Bake it, don’t fry it
This is especially true when it comes to dishes like sambousek (an Arabic dish similar to samosa and empanada). Instead of frying, brush the sambousek with vegetable oil and put it into oven on a medium-high heat to bake. It gives a great crispy result.
If fermented, rinse before eating
A popular Arabic dish is a side plate of pickled vegetables including gherkins & turnips (you may have seen these served as a complementary starter at many Arab restaurants).
Pickling involves a lot of salt, and salt retains moisture.

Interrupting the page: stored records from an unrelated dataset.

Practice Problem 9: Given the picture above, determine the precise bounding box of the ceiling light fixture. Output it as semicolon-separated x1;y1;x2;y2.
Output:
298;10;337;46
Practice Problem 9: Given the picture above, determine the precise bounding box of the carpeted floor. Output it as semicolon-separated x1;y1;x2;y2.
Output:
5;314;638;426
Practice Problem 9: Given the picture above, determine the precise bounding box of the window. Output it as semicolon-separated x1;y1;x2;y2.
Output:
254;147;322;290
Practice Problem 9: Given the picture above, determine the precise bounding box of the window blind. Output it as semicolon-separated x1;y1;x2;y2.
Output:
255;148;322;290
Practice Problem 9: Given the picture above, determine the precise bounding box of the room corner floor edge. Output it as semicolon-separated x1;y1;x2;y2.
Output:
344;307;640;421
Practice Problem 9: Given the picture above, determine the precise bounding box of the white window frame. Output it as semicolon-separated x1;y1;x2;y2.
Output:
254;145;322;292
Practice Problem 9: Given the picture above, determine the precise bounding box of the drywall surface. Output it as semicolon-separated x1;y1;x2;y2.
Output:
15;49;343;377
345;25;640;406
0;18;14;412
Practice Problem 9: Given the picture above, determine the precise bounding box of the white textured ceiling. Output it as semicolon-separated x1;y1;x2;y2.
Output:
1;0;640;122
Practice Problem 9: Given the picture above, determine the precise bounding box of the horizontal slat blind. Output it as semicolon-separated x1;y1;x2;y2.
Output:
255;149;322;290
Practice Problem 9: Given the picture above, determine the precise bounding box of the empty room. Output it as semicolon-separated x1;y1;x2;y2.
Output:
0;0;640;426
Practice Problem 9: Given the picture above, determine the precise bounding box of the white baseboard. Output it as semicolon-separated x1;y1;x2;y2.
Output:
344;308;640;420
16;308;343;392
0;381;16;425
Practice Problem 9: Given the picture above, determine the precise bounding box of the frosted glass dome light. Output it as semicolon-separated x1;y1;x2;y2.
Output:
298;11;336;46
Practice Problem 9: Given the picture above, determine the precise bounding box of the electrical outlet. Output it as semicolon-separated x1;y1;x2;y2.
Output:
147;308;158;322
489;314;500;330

At home, a trick to reduce the saltiness is to soak the pickled vegetables in water for 30 minutes before serving.
Sweeten without sugar
Popular Arabic desserts like baklava (a rich sweet pastry) & konafa (a cheese pastry) are always finished off with concentrated sugar syrup.Replace the sugar syrup with natural sugars such as honey, date syrup and maple syrup. But still remember to use in moderation.
Select high quality lean meats
Many Arabic dishes involve protein. An easy trick to immediately reduce unwanted “bad” fats in a dish is by using leaner cuts of meat. If unsure which ones to pick, consult your butcher.